9. Once Upon a Time in the West (1968) – Selected just ahead of Leone’s other masterpiece, The Good, the Bad and the Ugly, as the best exemplar of the American Western. Why? Manifest Destiny, the cruelty and injustice of the West, the rugged individualism it inspired, the complex code of the survivors who journeyed there for a fresh start, the notion that to achieve the moral end, a person may have to do some immoral things along the way – it is all here, in this often overlooked film. So, too, is a great performance by Henry Fonda.

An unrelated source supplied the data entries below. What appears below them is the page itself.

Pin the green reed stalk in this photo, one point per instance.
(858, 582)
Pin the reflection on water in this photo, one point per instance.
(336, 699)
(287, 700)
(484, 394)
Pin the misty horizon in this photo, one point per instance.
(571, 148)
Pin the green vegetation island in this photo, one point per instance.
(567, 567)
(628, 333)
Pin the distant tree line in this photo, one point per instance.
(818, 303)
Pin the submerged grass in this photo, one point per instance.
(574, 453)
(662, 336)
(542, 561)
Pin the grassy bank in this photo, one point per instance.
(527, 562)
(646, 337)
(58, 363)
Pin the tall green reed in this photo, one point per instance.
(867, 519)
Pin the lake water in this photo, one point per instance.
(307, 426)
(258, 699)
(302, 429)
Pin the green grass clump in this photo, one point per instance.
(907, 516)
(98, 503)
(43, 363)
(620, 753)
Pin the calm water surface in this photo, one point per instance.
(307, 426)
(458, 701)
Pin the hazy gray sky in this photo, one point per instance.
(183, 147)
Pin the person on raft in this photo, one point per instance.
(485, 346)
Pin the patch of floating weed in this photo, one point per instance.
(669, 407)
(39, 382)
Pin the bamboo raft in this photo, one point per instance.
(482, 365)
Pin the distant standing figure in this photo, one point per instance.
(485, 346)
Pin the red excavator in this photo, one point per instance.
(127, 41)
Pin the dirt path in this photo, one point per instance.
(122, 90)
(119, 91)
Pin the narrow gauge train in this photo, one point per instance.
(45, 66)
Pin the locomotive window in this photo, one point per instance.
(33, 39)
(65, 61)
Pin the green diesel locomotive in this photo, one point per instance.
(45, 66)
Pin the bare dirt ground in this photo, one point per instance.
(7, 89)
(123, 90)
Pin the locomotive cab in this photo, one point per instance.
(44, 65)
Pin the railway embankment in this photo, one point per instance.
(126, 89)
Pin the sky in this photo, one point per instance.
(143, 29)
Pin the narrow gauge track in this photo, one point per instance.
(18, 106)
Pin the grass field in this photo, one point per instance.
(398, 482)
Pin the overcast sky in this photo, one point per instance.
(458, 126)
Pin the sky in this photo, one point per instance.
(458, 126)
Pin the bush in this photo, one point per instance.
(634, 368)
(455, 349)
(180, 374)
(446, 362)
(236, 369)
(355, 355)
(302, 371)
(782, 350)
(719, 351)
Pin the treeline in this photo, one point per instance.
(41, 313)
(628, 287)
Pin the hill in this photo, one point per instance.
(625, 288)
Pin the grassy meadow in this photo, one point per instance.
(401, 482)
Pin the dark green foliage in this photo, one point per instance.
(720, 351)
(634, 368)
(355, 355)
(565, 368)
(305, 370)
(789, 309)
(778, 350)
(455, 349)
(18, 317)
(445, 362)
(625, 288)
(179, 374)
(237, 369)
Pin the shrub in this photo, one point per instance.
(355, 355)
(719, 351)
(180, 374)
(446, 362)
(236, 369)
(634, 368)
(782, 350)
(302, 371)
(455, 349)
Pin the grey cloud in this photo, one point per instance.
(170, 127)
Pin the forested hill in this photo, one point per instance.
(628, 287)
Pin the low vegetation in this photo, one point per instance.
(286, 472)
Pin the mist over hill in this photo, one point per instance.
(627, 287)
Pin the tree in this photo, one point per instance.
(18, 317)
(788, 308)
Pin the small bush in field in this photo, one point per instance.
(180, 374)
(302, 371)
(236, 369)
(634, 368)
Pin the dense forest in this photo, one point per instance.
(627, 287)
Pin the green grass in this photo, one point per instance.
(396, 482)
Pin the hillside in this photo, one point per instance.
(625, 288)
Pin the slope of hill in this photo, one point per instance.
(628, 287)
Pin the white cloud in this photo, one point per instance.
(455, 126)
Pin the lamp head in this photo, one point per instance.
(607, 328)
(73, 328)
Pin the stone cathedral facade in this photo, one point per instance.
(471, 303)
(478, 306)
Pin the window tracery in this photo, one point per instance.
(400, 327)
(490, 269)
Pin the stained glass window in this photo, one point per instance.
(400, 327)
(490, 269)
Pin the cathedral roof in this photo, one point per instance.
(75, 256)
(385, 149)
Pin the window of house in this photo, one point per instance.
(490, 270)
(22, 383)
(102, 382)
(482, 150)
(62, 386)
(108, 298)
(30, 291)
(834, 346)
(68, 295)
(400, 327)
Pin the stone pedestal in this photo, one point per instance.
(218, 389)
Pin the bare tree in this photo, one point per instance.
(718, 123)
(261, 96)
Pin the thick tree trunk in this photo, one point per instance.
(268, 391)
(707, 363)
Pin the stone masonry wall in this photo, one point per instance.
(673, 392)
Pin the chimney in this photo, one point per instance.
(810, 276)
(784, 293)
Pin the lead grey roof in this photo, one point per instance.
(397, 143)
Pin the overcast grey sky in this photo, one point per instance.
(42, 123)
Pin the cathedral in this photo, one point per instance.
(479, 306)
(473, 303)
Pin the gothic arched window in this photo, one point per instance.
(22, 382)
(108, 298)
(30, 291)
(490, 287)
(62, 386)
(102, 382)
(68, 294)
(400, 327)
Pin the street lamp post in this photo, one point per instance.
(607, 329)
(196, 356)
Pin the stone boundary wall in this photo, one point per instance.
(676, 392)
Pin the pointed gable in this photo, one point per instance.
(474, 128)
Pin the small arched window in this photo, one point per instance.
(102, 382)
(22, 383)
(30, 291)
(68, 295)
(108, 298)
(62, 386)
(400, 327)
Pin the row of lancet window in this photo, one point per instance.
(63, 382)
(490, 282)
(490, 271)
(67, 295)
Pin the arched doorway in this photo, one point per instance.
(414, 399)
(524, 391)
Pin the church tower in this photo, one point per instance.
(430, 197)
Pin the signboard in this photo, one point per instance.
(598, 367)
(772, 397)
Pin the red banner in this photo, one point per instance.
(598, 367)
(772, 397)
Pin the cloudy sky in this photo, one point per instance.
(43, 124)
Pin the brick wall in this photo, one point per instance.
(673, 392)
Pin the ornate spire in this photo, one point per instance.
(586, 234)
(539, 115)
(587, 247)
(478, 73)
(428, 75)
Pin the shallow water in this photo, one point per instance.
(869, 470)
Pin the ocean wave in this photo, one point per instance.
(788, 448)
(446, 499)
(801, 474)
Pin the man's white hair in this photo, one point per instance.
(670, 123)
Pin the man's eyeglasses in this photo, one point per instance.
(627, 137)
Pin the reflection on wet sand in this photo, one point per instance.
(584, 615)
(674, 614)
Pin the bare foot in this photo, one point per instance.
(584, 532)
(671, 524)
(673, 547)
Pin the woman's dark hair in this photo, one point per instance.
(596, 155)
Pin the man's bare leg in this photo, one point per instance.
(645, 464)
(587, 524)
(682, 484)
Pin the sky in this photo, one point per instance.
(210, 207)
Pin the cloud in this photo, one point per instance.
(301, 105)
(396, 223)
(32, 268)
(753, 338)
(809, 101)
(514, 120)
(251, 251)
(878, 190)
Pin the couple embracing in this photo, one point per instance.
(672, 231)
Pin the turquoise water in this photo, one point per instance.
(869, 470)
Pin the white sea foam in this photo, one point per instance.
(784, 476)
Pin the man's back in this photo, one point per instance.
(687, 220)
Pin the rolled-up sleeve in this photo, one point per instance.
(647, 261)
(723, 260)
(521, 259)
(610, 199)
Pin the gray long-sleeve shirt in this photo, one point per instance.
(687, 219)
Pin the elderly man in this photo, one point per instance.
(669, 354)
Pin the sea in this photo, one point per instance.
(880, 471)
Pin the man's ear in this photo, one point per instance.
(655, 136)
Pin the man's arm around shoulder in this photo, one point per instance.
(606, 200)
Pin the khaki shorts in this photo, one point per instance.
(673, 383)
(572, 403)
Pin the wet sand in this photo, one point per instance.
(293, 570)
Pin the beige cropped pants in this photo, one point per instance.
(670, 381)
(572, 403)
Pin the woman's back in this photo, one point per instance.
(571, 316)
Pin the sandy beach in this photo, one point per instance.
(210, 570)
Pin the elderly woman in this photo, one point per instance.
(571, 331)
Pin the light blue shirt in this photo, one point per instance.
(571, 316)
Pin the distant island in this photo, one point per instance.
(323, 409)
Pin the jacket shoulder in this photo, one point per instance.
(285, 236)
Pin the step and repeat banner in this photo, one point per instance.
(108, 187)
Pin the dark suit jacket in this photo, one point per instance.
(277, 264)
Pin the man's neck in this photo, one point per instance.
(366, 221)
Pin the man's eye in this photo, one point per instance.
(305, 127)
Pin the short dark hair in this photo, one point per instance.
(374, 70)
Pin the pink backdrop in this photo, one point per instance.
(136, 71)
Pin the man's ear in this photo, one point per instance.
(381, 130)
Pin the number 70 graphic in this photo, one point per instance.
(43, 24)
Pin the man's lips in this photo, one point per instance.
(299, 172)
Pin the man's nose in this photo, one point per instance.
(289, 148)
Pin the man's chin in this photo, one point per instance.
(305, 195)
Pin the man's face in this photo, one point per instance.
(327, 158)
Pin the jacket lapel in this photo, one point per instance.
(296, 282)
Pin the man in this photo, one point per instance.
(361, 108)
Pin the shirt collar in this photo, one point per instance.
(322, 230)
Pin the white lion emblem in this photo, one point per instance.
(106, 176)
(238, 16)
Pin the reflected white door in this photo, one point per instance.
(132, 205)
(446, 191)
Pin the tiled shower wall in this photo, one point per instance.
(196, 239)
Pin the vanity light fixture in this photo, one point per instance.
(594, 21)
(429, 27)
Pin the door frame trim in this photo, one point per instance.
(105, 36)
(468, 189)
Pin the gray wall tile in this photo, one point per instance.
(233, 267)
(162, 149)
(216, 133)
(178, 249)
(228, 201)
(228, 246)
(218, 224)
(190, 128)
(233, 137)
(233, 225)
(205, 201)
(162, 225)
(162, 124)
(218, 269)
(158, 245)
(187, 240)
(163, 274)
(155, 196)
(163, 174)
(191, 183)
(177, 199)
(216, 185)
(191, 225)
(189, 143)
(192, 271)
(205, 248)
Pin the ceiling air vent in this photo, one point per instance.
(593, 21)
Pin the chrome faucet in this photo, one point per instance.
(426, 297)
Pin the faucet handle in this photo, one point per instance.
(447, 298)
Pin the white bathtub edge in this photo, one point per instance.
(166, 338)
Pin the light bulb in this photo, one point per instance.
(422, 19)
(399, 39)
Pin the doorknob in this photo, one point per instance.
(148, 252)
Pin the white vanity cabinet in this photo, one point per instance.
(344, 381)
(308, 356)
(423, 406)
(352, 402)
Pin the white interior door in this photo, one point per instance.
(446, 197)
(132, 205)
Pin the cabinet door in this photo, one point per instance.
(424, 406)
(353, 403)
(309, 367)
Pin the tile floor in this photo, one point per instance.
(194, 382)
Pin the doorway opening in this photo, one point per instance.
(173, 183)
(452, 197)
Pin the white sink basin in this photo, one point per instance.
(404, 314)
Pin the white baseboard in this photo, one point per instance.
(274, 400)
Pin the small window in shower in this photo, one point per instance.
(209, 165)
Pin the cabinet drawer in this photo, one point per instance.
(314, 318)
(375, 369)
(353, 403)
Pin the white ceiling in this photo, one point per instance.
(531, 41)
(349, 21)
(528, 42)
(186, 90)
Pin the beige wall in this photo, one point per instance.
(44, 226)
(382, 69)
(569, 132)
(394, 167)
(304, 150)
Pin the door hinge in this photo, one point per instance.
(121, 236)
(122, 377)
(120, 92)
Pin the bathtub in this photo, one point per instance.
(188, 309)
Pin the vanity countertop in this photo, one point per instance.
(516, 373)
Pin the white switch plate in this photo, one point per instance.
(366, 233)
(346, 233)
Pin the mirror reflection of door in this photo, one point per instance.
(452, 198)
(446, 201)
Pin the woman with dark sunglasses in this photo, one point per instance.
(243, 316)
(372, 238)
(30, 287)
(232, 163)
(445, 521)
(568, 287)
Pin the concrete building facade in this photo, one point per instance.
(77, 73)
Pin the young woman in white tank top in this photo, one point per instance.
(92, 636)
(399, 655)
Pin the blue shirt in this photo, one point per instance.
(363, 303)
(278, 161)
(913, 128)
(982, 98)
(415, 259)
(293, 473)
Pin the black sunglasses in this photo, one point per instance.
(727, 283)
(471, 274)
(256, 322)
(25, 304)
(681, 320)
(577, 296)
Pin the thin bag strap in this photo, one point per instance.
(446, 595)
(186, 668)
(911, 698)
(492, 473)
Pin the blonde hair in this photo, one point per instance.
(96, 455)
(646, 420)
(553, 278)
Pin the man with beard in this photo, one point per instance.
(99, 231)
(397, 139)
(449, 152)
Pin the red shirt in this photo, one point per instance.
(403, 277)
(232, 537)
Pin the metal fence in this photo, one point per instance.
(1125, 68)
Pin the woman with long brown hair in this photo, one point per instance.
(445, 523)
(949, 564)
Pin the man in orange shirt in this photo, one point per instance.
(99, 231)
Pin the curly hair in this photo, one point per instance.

10. The Graduate (1967) – No other film captures the pivot between the America of the 1950s and the America that emerges from the crucible of the 1960s as well as The Graduate. The story of Benjamin Braddock’s inability to orient himself within the environment created by his parents is not just another retelling of a timeless crisis faced by all adolescents, but a powerful metaphor for a country that was clearly restless about its future. Braddock’s sordid journey through the boozy, adulterous world of Mrs. Robinson ends with a frantic escape – undertaken with Mrs. R’s daughter – from the limited possibilities setup by the previous generation. Or does it? The final expression on Ben and Elaine’s faces is one of the most enigmatic in film. Are they happy? Sad? Relieved? Or simply resigned to eventually recreating the kind of world they just escaped from?